Per almeno tre settimane migliaia di italiani hanno potuto vedere in Tv la Coppa d’Africa, la competizione calcistica del continente africano che non manca di richiamare appassionati del mondo del pallone. Questa volta, grazie ai diritti acquisiti dall’emittente Sportitalia, le partite sono state trasmesse in chiaro e gli ascolti hanno segnato veri e propri record.
Si è così aperta una finestra privilegiata su un continente tanto vicino quanto, almeno ai nostri occhi, misterioso. Le differenti coreografie sugli spalti, i diversi modi di celebrare un gol o una vittoria, le peculiarità delle varie scuole calcistiche, hanno offerto uno spaccato del variegato mondo africano. La Coppa dunque ha rappresentato un modo per l’Africa di farsi conoscere e, al tempo stesso, ha dato modo agli stessi africani di vedersi in modo diverso: festanti sugli spalti, uniti in campo, lontano dalle tante guerre locali e tribali che flagellano molti angoli del continente.
La Costa d’Avorio, Paese ospitante e nazionale vincitrice della Coppa, ha legittimato il suo ruolo di “tigre africana” dall’economia con due punti percentuali di crescita, sfoggiando stadi nuovi e infrastrutture all’avanguardia. Un riscatto per una nazione da sempre considerata come tra le più sviluppate e stabili del continente ma caduta, agli albori del nuovo secolo, nella spirale di una drammatica guerra civile. Ma anche tanti altri Paesi hanno potuto mostrare il proprio volto migliore. Come ad esempio la Repubblica Democratica del Congo, per tre settimane tornata unita grazie a una nazionale che dopo tanto tempo è riuscita ad affacciarsi in semifinale tra le grandi del continente. O come Capo Verde, piccolo Stato insulare capace di spingersi fino ai quarti e sconosciuto a molti tifosi europei che hanno seguito la competizione.

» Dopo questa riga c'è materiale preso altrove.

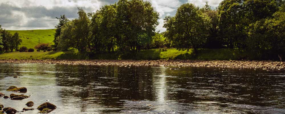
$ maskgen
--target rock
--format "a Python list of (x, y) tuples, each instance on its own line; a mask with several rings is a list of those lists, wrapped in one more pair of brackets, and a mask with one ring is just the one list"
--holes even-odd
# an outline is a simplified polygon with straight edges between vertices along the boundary
[(10, 98), (11, 99), (13, 99), (14, 97), (25, 97), (25, 98), (28, 98), (30, 97), (30, 96), (27, 95), (10, 95)]
[(34, 110), (35, 109), (33, 108), (24, 108), (23, 109), (23, 110), (24, 111), (27, 111), (28, 110)]
[(10, 108), (8, 109), (6, 111), (7, 114), (15, 114), (17, 113), (17, 110), (13, 108)]
[(34, 104), (34, 103), (32, 101), (30, 101), (28, 102), (27, 103), (26, 103), (26, 105), (28, 107), (31, 107), (33, 106)]
[(39, 112), (39, 113), (42, 114), (48, 113), (50, 112), (50, 111), (52, 111), (52, 110), (51, 110), (50, 109), (45, 108), (43, 109), (42, 111)]
[(8, 96), (4, 96), (4, 97), (3, 97), (3, 98), (4, 98), (5, 99), (8, 99), (10, 97)]
[(8, 109), (9, 109), (10, 108), (11, 108), (11, 107), (6, 107), (6, 108), (4, 108), (3, 109), (3, 110), (4, 111), (6, 111), (7, 110), (8, 110)]
[(26, 93), (27, 92), (27, 88), (25, 87), (17, 87), (15, 86), (12, 86), (9, 87), (6, 91), (19, 91), (21, 93)]
[(52, 104), (47, 102), (40, 105), (40, 106), (38, 107), (37, 109), (40, 111), (42, 111), (43, 109), (46, 108), (54, 110), (56, 109), (56, 106)]
[(13, 97), (13, 98), (11, 99), (12, 100), (22, 100), (25, 98), (24, 97)]

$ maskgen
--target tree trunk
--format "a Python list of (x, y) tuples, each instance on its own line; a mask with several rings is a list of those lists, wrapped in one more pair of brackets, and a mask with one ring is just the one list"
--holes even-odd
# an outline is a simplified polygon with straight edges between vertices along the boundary
[(282, 62), (282, 58), (281, 57), (281, 56), (280, 56), (280, 55), (279, 54), (278, 54), (278, 57), (279, 57), (279, 59), (280, 59), (280, 61)]

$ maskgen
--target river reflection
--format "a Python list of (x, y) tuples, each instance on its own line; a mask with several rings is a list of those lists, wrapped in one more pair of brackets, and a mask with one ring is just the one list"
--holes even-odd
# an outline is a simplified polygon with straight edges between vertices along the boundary
[(58, 107), (51, 114), (285, 113), (284, 72), (169, 68), (0, 64), (0, 91), (25, 87), (31, 95), (0, 103), (20, 111), (48, 101)]

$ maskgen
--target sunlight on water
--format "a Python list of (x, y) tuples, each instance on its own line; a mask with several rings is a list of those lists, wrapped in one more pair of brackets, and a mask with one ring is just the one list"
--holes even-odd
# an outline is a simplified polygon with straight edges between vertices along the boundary
[(0, 103), (21, 111), (48, 102), (58, 107), (50, 114), (285, 113), (284, 72), (172, 68), (0, 64), (0, 91), (31, 95)]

Giusto obiettare contro i tanti mali del calcio moderno, caratterizzato da una veloce corsa verso un business non sempre conciliante con i valori dello sport. Ad oggi però, è proprio il calcio forse l’unico grande palcoscenico capace di far vedere il mondo in una chiave diversa rispetto ai disastri odierni. La Coppa è stata una festa non destinata a una fugace distrazione dal presente, ma a una diversa immaginazione del futuro. Con una vasta platea internazionale che ha potuto osservare come, anche in questo continente, un po’ di normalità è possibile.